I'm really new to the numpy and currently confused with negative values in reshape.
import numpy as np
a=np.arange(6)
c=a.reshape(1,3,2)
d=a.reshape(-1,3,2)
e=a.reshape(-1,1,2)
print c
print
print d
print
print e
and it returns
[[[0 1]
[2 3]
[4 5]]]
[[[0 1]
[2 3]
[4 5]]]
[[[0 1]]
[[2 3]]
[[4 5]]]
The question here is that when comparing c and d, there's no difference at all.

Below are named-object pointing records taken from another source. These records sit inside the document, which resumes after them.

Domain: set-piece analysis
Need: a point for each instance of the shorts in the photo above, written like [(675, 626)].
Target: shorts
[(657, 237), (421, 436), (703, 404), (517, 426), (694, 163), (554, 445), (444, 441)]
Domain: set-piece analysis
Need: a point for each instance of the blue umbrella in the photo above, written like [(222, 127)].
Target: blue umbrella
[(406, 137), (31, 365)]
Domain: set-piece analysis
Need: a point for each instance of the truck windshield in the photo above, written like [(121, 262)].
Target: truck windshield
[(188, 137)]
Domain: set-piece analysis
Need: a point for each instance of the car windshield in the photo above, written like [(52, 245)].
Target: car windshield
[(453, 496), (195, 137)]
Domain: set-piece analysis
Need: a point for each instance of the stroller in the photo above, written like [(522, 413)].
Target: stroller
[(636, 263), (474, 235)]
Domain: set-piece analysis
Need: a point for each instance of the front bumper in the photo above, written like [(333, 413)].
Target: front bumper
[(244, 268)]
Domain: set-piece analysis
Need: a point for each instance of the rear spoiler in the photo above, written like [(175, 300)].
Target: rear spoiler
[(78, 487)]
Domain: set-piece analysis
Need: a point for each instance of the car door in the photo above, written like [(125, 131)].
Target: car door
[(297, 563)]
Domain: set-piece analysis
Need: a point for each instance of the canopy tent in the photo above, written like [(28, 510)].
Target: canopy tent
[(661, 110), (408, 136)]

However in e, additional empty line is formed between each row. So, what exactly does the -1 do in reshape function, and why it causes empty lines between each row in e? Thanks !
When you add -1
to an axis in numpy it will just put everything else in that axis. This is, for an array a
of shape (10, 10)
, the following operations will apply:
>>> a.reshape(-1, 10, 10) # a is (1, 10, 10)
>>> a.reshape( 1, 10, 10) # a is also (1, 10, 10)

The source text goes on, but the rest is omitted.